The world was shaken by news that many had been waiting years to hear: the real possibility that Nicolás Maduro may finally be held accountable. Beyond headlines, rumors, or interpretations, one thing became clear—the idea of his fall no longer seems impossible. And that alone changes everything.
In Doral, at the heart of the Venezuelan exile community, the reaction was immediate. Streets filled with people, flags waving, tears and embraces everywhere. It was not a frivolous celebration; it was the release of a people who have carried years of pain, rage, and restrained hope. When a regime begins to tremble, the people feel it before any official statement is issued. I myself have witnessed thousands of Venezuelans crying with emotion. It’s simply moving.
For some time now, across multiple countries and international forums, a hard and undeniable consensus has been forming: this is not about xenophobia or political opportunism. It is about demanding accountability for systematic abuses of power and serious human rights violations documented for years under Maduro’s regime. The demand does not come from hatred, but from memory.
It did not take long for the reaction to come from Cuba. An awkward speech, a nearly empty platform, forced rhetoric. The nervousness was evident. When an allied regime starts to wobble, its accomplices do not reflect—they shout. They shout louder than the victims, because they understand something essential: examples are contagious.
A potential fall of Maduro’s regime would not be an isolated event. It would be a regional political earthquake. The first impact would be psychological. Regimes sustained more by fear than legitimacy would be forced to confront a simple truth: power is not eternal, and impunity has an expiration date. That symbolic blow is worth more than any sanction.
What would follow is a geopolitical realignment across Latin America. Governments, parties, and alliances would be forced to redefine their narratives, positions, and loyalties. The myth that authoritarian regimes “endure forever” would crack, opening space for transitions that are less ideological and more pragmatic.

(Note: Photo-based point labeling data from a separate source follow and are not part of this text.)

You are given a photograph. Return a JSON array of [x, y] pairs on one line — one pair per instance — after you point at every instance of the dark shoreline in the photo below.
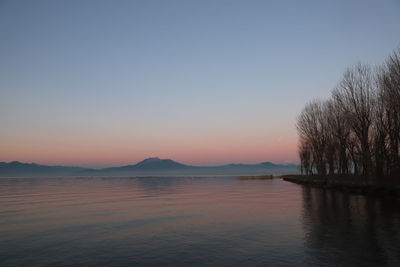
[[348, 184]]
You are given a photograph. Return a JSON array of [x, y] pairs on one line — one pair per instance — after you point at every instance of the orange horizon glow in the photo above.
[[200, 150]]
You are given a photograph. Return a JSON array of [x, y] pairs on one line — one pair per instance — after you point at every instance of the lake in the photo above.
[[181, 221]]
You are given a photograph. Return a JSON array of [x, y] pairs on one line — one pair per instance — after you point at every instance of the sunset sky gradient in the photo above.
[[106, 83]]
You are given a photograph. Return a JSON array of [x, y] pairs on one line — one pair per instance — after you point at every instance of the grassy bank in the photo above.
[[352, 184]]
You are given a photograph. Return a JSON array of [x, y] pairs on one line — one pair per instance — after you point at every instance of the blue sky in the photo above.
[[99, 83]]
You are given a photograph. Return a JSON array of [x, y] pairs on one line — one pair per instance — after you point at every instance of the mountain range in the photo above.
[[148, 167]]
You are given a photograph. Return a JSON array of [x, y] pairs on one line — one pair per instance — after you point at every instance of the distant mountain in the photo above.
[[16, 168], [147, 167], [151, 164]]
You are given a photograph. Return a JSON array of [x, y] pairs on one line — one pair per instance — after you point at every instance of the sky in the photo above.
[[109, 83]]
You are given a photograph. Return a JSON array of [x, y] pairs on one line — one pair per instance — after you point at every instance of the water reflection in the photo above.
[[214, 221], [350, 230]]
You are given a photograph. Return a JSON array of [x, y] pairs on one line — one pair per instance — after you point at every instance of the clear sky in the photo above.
[[105, 83]]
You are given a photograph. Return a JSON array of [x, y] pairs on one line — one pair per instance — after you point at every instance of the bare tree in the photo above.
[[311, 125], [356, 98]]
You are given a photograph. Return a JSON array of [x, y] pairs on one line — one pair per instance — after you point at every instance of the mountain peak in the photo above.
[[157, 163]]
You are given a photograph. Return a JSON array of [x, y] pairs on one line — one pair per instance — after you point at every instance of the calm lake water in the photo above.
[[214, 221]]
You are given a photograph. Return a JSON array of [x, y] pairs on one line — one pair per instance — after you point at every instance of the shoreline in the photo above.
[[354, 185]]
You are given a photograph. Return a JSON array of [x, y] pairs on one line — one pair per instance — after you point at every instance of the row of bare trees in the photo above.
[[356, 131]]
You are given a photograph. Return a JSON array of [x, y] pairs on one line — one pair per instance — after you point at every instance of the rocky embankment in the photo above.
[[348, 184]]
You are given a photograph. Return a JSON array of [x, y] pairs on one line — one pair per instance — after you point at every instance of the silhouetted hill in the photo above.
[[147, 167], [16, 168]]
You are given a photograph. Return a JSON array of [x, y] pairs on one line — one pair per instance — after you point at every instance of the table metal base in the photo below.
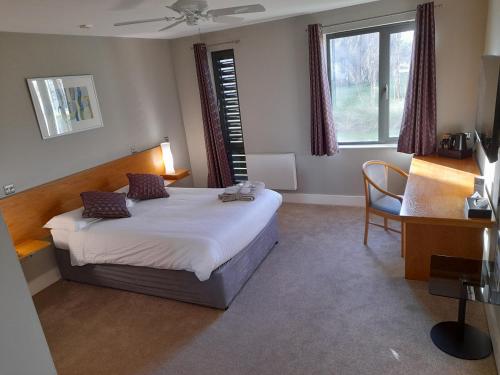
[[461, 340]]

In Cuba, the effect would be immediate and silent: internal fear. Not fear of invasion, but fear of precedent. Dictatorships do not fear armies—they fear the idea that another people achieved what once seemed impossible. Each foreign collapse weakens the fiction of absolute control that these regimes repeat to themselves. And perhaps most importantly, a contagious hope would spread among oppressed peoples—not a naïve hope, but a concrete one: the certainty that regimes fall, that history is not closed, and that freedom, however late, always finds cracks through which to enter.
As a Cuban, I can say this clearly: many celebrate quietly, inside their homes, with the caution learned through decades of repression. Because there is a real hope that a dictatorship of more than 67 years may also fall. And yes—I am among those who believe they have little time left.
Amid all of this, protests have emerged criticizing any action by United States and defending Maduro as a supposedly “legitimate” president. Who are these people? The usual ones: ideological ignorants, comfortable intellectuals who speak from free countries, with stable electricity, full supermarkets, and a guaranteed right to say nonsense without consequences.
They are the ones who never stood in line for food.
Who never traded dignity for rice.
Who never saw their mother cry because a child left and never returned.
From universities, literary cafés, and verified social media accounts, they defend dictatorships they would never survive living under. They speak of “imperialism” from democracies. Of “resistance” from armchairs. Of “sovereignty” while earning salaries in dollars or euros. They were never woken at five in the morning by a police summons. They never felt the real fear of speaking freely. They never saw a family member imprisoned for expressing an opinion. They never buried someone who died defending basic rights.
They carry no historical hunger.
They have no dead in their memory.
That is why they relativize repression. That is why they justify the unjustifiable. For them, dictatorship is a concept. For us, it was—and still is—an experience. They read reports. We lived funerals. For them, exile is a literary theme. For us, it was a poorly packed suitcase.
Those who have never lived under a dictatorship have no moral authority to defend one.
Those who have never lost anything cannot explain another people’s sacrifice.
And those who relativize the suffering of entire nations are not progressive—they are ignorant or morally indifferent.
History will not remember these comfortable intellectuals as brave thinkers, but as elegant accomplices to abuse. And when dictators fall—because they always do—they are the first to claim they “were never fully in agreement.”
The free world wants to see Maduro brought to justice not out of pleasure or revenge, but out of accountability: for human rights violations, extreme corruption, and the destruction of the rule of law. Because even absolute power must answer for the suffering it inflicts.
Freedom is not perfect. It is chaotic, uncomfortable, and demands responsibility and courage. But it allows choice, correction, dissent, and renewal. Dictatorship, on the other hand, never will be: it is born of fear, sustained by lies, and survives by crushing those who think differently.
That is why I admire freedom—not as a slogan, but as a principle. Because even wounded, it remains human; even fragile, it remains dignified. And when a dictator trembles, it is not only his power that cracks—people learn to walk, remembering that no regime is eternal and that history, sooner or later, returns to the side of those who refuse to give up being free.